While ELO-based ranking relies on human judgment, objective metrics are also commonly used for leaderboards. Though speech generation lacks a universal standard for objective evaluation, the community has developed several useful metrics:
- Intelligibility - measured by speech recognition error rates on synthetic speech
- Naturalness - predicted using models trained on human naturalness ratings
- Similarity - for voice cloning systems, measured by cosine similarity between speaker embeddings of reference and generated speech
We would like to introduce:
speech_gen_eval
(github)
An open-source library for objective evaluation of speech generation models
speech_gen_eval_testsets
(huggingface)
A collection of test sets for evaluating speech generation models
speech_gen_baselines
(huggingface)
A dataset containing synthetic speech from common models and their evaluation results
TTSLeaderboard
(huggingface)
A leaderboard for speech generation models
There are other tools for objective evaluation of speech generation, including ZS-TTS-Evaluation, seed-tts-eval, tts-scores, evaluate-zero-shot-tts, and another leaderboard called TTSDS Scores.
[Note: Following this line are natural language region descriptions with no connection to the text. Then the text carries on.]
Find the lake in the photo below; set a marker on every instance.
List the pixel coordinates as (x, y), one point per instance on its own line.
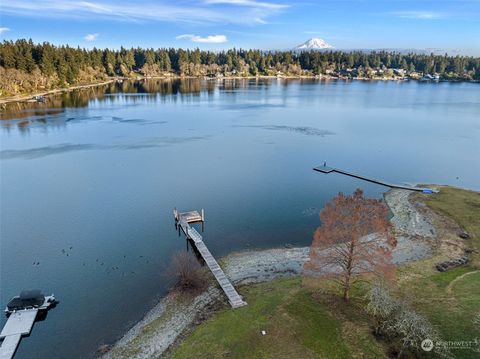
(89, 180)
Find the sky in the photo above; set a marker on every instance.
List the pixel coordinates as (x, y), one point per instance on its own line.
(451, 26)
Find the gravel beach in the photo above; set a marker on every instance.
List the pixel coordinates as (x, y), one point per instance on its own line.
(164, 323)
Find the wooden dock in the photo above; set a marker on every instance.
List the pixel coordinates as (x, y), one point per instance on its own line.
(183, 220)
(325, 169)
(19, 323)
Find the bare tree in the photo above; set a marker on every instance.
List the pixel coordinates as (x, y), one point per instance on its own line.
(354, 238)
(189, 273)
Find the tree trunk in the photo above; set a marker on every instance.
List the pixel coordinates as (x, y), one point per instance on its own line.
(346, 288)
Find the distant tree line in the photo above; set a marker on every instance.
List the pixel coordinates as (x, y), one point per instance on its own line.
(65, 65)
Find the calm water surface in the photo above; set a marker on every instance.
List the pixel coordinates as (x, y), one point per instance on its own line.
(89, 180)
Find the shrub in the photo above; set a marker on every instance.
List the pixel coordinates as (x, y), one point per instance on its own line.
(395, 319)
(188, 272)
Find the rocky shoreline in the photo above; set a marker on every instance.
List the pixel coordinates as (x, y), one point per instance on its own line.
(28, 97)
(164, 324)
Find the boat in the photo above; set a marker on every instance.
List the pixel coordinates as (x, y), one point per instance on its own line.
(30, 299)
(39, 98)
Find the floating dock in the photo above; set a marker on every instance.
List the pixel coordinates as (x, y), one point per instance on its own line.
(325, 169)
(183, 220)
(18, 324)
(22, 311)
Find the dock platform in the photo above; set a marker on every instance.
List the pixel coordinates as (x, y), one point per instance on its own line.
(183, 220)
(325, 169)
(19, 323)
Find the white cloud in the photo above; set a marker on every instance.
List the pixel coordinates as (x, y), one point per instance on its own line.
(91, 37)
(212, 39)
(205, 12)
(419, 15)
(249, 3)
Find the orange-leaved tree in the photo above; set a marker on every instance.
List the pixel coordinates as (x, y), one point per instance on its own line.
(355, 238)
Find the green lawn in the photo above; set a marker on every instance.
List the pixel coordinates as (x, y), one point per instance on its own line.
(463, 206)
(450, 300)
(306, 320)
(297, 325)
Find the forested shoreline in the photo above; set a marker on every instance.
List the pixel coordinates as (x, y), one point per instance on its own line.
(27, 67)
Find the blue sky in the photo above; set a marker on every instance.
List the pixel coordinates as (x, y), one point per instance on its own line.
(448, 25)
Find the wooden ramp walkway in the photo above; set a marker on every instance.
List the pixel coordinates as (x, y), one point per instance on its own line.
(183, 220)
(19, 323)
(326, 169)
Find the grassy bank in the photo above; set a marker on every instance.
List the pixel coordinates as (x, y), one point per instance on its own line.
(307, 320)
(298, 325)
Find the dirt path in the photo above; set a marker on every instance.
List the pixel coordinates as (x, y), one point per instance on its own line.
(164, 324)
(450, 286)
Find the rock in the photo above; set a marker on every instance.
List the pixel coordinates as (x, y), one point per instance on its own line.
(453, 263)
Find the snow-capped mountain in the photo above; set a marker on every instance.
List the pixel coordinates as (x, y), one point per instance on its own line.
(314, 44)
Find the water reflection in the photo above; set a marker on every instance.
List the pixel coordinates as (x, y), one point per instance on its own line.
(129, 91)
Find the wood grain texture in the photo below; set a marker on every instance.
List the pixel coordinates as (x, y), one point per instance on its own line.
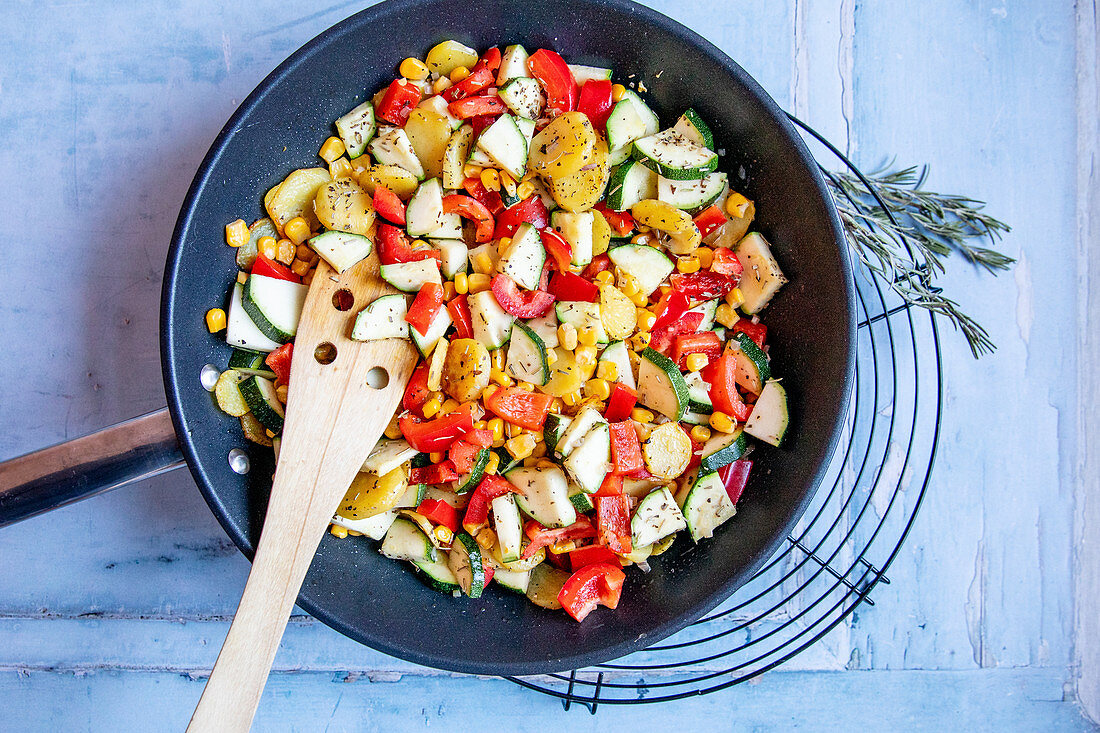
(334, 415)
(110, 604)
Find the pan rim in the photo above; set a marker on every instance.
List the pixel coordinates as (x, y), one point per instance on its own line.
(564, 663)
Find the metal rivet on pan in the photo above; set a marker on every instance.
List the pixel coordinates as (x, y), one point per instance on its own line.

Our contribution focuses on:
- Simple addition of new metrics and test sets
- Support for various speech generation models (vocoders, zero-shot TTS, zero-shot VC, etc.), where tools can be reused
- Mature engineering with easy installation and fast evaluation
- Allowing to listen to the generated speech side-by-side to build a relation between metrics and perceived quality
Having most of these tools internally for a while, we are now making them publicly available.
We plan to expand the leaderboard with more models and add new metrics to the library. We welcome your suggestions and contributions!